Can I improve my VO2 max?

Yes, regular aerobic exercise can improve your VO2 max over time. Engage in activities like running, cycling, swimming, or high-intensity interval training to enhance cardiovascular fitness.


What factors influence VO2 max?

Genetics, age, sex, and training status all play a role in determining VO2 max. Regular exercise, especially aerobic training, can positively impact this measure.


Is a higher VO2 max always better?

While a higher VO2 max is generally associated with better aerobic fitness, it's not the sole determinant of athletic performance. Other factors like technique, muscular strength, and endurance also contribute to overall athletic ability.

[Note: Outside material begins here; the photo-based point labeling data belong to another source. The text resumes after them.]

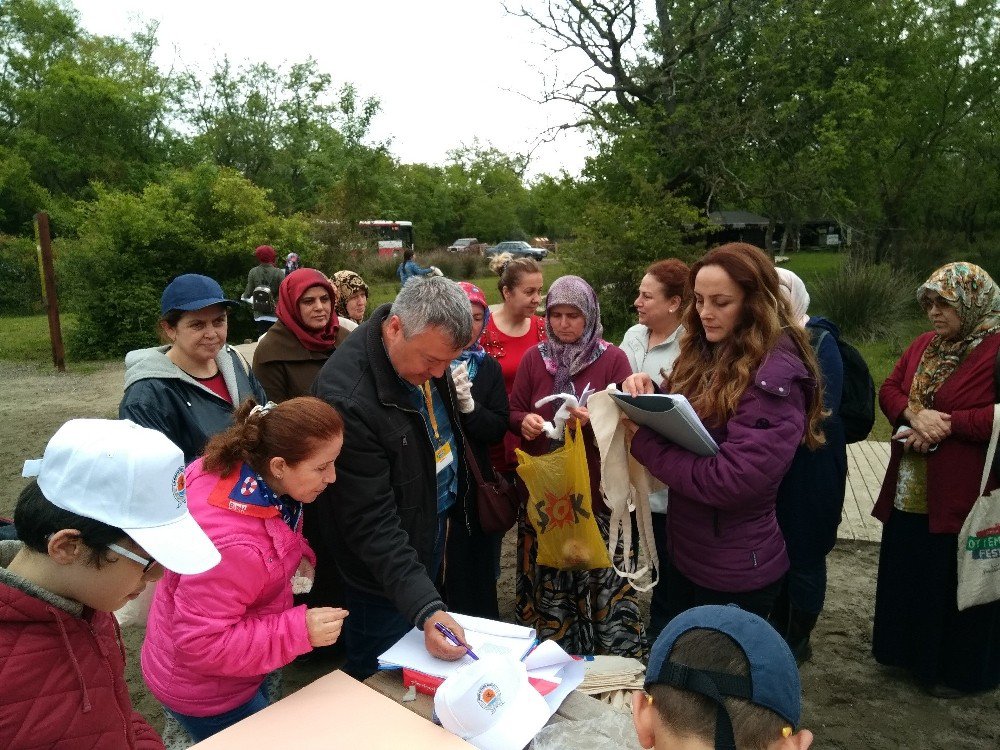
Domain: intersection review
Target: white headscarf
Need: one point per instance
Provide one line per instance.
(795, 293)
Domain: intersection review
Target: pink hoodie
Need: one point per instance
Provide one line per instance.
(213, 637)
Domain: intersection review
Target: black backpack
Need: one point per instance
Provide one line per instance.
(263, 300)
(857, 403)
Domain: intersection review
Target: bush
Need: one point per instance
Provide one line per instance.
(868, 301)
(617, 242)
(20, 291)
(206, 220)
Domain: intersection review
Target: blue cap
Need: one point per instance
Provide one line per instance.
(192, 291)
(774, 676)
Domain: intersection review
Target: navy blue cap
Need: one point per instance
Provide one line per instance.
(192, 291)
(774, 676)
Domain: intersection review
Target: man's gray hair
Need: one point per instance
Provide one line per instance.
(434, 301)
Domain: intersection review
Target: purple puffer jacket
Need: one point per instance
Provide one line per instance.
(722, 532)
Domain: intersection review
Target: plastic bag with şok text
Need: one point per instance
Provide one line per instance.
(560, 509)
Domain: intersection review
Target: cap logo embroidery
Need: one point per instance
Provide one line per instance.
(489, 697)
(179, 487)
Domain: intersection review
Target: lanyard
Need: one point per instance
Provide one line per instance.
(426, 388)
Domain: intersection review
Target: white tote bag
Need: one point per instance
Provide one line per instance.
(979, 540)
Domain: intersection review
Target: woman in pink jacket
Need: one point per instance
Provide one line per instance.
(751, 376)
(213, 638)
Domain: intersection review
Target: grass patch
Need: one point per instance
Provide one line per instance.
(810, 266)
(25, 338)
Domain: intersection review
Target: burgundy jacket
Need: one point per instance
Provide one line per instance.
(955, 469)
(62, 673)
(722, 532)
(533, 382)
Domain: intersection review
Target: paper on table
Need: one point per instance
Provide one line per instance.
(670, 415)
(483, 636)
(572, 675)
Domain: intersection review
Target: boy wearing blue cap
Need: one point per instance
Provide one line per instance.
(719, 677)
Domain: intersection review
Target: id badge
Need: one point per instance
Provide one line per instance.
(443, 457)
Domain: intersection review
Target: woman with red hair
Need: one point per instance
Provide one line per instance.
(751, 375)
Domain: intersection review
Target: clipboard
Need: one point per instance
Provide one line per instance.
(670, 415)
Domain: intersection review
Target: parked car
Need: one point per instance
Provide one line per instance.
(467, 245)
(517, 248)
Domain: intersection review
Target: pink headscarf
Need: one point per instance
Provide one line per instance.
(292, 288)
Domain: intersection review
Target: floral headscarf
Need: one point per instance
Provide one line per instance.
(473, 354)
(563, 361)
(976, 297)
(348, 284)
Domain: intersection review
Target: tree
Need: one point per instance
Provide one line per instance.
(129, 246)
(79, 107)
(811, 109)
(288, 131)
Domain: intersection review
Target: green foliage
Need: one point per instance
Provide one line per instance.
(20, 196)
(868, 301)
(206, 220)
(79, 107)
(616, 242)
(20, 290)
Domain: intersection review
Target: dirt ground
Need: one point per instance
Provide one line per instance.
(850, 702)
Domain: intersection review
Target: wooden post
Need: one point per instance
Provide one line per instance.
(51, 298)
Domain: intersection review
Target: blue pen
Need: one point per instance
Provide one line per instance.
(532, 647)
(446, 632)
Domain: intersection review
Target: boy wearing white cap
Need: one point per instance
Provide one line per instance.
(105, 515)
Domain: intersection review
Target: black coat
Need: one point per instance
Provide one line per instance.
(161, 396)
(811, 497)
(378, 521)
(469, 576)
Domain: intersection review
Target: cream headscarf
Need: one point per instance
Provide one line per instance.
(796, 294)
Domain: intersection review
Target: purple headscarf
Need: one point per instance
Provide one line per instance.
(563, 361)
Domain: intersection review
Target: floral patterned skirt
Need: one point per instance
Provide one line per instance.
(587, 611)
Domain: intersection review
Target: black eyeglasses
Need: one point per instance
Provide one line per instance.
(144, 562)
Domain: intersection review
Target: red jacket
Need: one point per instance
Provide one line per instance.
(956, 467)
(62, 675)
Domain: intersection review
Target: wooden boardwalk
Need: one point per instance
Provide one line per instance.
(866, 462)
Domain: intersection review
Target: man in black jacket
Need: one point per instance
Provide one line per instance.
(400, 470)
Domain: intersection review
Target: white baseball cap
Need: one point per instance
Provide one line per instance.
(130, 477)
(490, 704)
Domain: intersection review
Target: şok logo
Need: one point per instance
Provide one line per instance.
(489, 697)
(560, 510)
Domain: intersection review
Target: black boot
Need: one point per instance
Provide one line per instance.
(800, 627)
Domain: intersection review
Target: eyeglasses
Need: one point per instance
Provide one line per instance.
(145, 563)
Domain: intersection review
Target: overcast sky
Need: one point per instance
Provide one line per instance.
(445, 71)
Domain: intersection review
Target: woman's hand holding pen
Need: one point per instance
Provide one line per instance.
(638, 384)
(437, 644)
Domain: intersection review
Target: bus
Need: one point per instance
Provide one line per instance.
(389, 237)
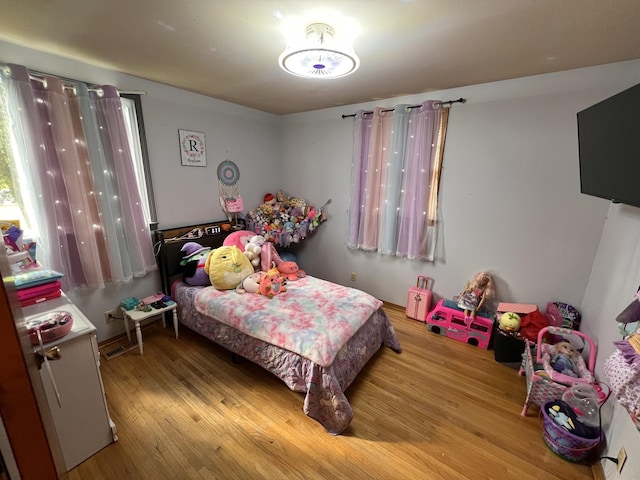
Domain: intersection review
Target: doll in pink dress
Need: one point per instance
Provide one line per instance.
(476, 292)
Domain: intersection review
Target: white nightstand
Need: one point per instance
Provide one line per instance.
(137, 316)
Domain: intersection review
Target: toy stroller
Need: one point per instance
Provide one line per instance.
(544, 384)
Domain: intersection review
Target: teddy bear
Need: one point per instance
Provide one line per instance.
(227, 266)
(272, 284)
(248, 242)
(253, 249)
(192, 263)
(251, 283)
(290, 271)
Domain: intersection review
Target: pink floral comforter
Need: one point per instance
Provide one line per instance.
(313, 318)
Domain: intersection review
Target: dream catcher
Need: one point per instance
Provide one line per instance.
(230, 199)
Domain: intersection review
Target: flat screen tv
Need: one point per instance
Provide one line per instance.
(609, 148)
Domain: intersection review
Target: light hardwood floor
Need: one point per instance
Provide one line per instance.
(441, 409)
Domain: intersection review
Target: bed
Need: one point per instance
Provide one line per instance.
(316, 337)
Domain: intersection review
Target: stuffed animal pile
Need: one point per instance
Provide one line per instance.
(245, 262)
(284, 220)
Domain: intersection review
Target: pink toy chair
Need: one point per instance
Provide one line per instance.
(545, 384)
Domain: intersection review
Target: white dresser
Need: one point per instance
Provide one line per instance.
(77, 423)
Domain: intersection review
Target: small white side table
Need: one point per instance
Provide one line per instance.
(137, 316)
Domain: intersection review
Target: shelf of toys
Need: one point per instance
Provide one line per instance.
(285, 220)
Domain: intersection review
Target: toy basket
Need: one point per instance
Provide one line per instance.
(541, 387)
(564, 443)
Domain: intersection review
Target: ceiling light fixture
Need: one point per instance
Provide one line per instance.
(319, 55)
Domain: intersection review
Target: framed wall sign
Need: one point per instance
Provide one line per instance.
(192, 148)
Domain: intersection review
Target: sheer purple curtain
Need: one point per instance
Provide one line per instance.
(55, 145)
(395, 175)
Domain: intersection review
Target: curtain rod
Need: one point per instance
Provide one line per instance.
(37, 76)
(448, 103)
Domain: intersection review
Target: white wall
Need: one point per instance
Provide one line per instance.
(511, 204)
(184, 195)
(510, 191)
(614, 280)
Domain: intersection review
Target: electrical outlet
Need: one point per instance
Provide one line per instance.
(109, 316)
(622, 457)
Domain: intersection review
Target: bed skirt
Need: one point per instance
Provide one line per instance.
(324, 387)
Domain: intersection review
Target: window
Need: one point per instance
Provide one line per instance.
(73, 166)
(395, 178)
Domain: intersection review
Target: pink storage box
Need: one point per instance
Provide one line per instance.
(39, 293)
(419, 300)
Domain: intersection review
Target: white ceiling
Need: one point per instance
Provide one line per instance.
(228, 49)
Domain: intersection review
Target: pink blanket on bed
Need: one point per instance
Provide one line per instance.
(313, 318)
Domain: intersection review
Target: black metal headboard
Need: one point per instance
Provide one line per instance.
(169, 242)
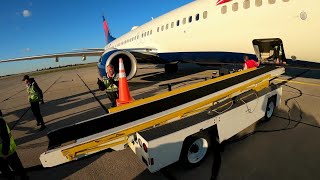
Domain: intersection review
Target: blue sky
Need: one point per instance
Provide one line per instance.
(36, 27)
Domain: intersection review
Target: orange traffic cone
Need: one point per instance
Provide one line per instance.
(124, 93)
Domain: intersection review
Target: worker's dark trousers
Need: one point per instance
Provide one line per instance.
(14, 163)
(113, 96)
(36, 112)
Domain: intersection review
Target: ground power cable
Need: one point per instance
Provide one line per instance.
(25, 112)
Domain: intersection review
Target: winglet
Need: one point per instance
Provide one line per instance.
(109, 38)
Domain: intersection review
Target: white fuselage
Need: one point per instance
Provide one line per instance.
(295, 22)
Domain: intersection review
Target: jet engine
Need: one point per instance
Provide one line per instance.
(112, 57)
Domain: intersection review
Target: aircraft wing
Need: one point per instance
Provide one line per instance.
(84, 54)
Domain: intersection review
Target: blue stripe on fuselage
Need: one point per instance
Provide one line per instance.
(205, 57)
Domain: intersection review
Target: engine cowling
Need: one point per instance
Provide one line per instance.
(112, 57)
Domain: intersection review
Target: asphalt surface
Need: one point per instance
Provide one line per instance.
(72, 96)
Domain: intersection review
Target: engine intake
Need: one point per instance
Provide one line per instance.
(112, 57)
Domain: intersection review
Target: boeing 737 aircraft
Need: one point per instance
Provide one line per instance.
(214, 32)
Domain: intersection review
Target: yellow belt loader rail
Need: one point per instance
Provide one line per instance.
(111, 130)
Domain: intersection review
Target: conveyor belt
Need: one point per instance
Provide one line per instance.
(102, 123)
(224, 106)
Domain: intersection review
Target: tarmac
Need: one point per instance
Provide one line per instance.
(73, 96)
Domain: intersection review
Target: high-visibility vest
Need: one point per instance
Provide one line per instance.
(13, 146)
(33, 96)
(110, 87)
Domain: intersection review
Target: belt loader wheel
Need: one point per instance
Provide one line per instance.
(271, 105)
(194, 151)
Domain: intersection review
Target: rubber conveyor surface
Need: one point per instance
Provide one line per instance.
(109, 121)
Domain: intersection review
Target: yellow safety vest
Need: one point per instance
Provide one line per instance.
(13, 146)
(34, 96)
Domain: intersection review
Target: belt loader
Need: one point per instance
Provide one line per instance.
(175, 125)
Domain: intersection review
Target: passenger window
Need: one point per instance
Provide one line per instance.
(197, 17)
(205, 15)
(246, 4)
(258, 3)
(272, 1)
(235, 7)
(224, 9)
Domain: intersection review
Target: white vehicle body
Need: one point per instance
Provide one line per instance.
(165, 144)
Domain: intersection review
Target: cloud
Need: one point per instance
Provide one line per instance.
(26, 13)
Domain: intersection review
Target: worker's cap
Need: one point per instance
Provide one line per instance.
(25, 77)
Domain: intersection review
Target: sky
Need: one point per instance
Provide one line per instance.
(37, 27)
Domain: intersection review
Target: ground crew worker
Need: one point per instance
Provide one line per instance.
(110, 84)
(249, 63)
(35, 96)
(8, 155)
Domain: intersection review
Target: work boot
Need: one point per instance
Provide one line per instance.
(42, 127)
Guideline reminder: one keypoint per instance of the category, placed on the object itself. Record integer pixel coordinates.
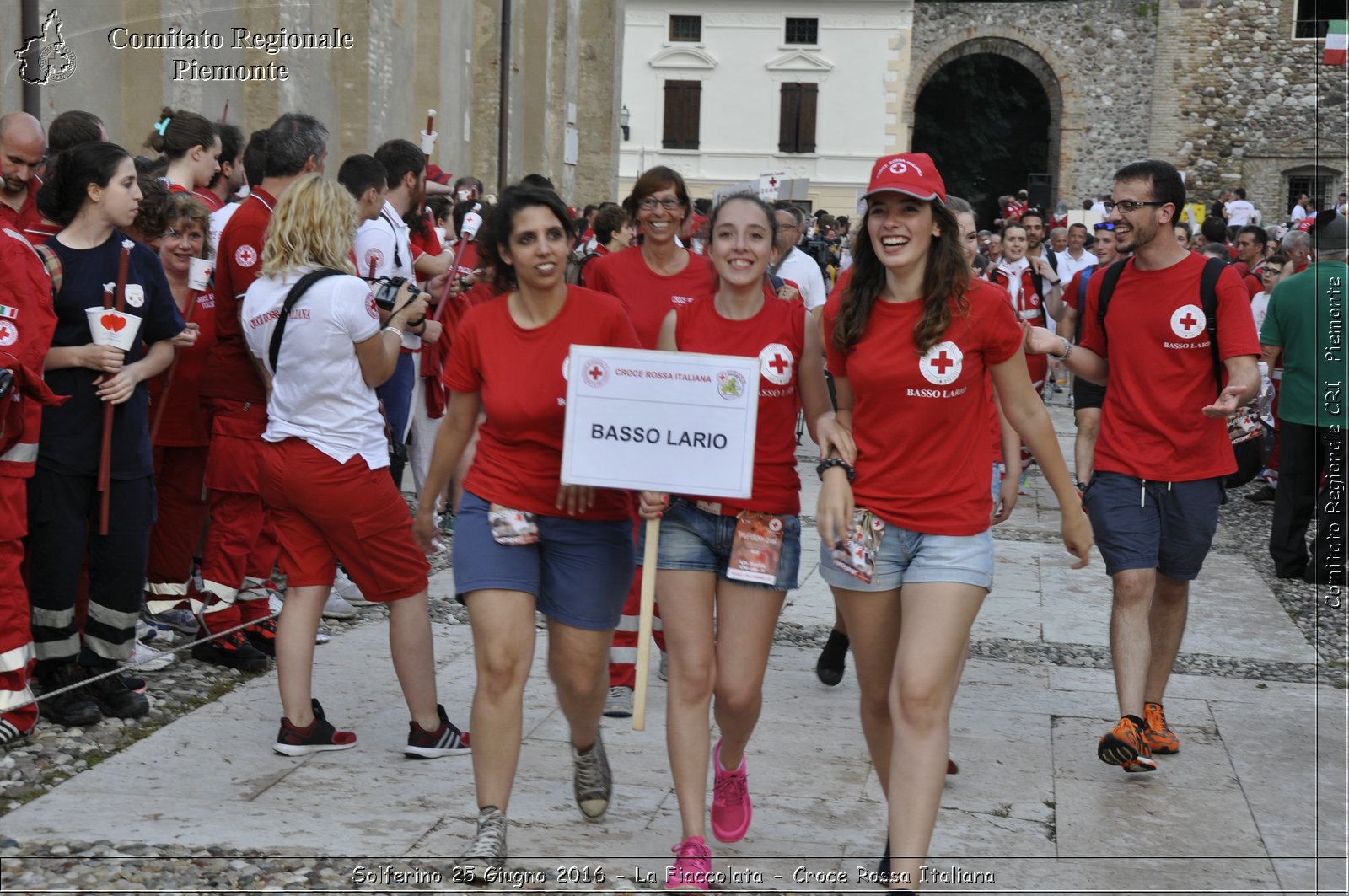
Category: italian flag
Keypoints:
(1337, 44)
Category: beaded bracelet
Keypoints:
(836, 462)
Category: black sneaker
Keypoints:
(263, 636)
(445, 740)
(1265, 494)
(833, 657)
(317, 738)
(112, 695)
(74, 707)
(231, 651)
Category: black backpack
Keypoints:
(1251, 453)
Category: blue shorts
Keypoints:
(696, 540)
(908, 557)
(1153, 525)
(579, 570)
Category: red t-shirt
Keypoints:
(647, 294)
(185, 422)
(922, 424)
(1153, 426)
(229, 370)
(519, 375)
(777, 338)
(27, 220)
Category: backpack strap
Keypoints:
(54, 269)
(1108, 281)
(292, 298)
(1209, 301)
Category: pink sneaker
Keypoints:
(692, 865)
(732, 810)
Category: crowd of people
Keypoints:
(261, 420)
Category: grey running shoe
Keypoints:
(486, 858)
(593, 783)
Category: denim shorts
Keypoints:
(696, 540)
(579, 570)
(908, 557)
(1153, 525)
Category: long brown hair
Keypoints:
(944, 276)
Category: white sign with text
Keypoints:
(661, 421)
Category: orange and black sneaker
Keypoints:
(1126, 745)
(262, 635)
(1158, 733)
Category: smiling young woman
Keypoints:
(910, 341)
(523, 540)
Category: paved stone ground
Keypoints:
(1255, 797)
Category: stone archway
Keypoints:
(1066, 116)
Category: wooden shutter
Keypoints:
(791, 111)
(796, 126)
(683, 105)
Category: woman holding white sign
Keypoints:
(523, 540)
(910, 339)
(725, 570)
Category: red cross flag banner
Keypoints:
(678, 422)
(1337, 44)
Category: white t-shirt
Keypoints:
(384, 243)
(802, 270)
(1069, 266)
(319, 393)
(218, 224)
(1240, 212)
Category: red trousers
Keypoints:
(182, 516)
(239, 543)
(17, 653)
(622, 653)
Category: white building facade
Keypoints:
(725, 91)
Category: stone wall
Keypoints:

Can I estimate VO2 max without specialized testing?

Yes, the Cooper Test is a simple field test that provides an estimate of VO2 max. Measure the distance covered in 12 minutes during activities like running or brisk walking, and use a formula to calculate an approximation of VO2 max.


Are there any health risks associated with testing VO2 max?

VO2 max testing is generally safe for healthy individuals. However, it involves intense exercise, so it's advisable to consult with a healthcare professional, especially if you have pre-existing health conditions.


How often should I assess my VO2 max?

The frequency of testing depends on individual goals and training intensity. Athletes may assess it regularly to track progress, while others may choose less frequent evaluations.


Can VO2 max decline with age?

Yes, VO2 max tends to decline with age. However, regular exercise, particularly aerobic activities, can help mitigate this decline and maintain cardiovascular health.

Remember, individual circumstances vary, and it's always wise to consult with healthcare or fitness professionals for personalized advice.



The original article that describes this test: Cooper, K. H. (1968) A means of assessing maximal oxygen uptake. Journal of the American Medical Association 203:201-204.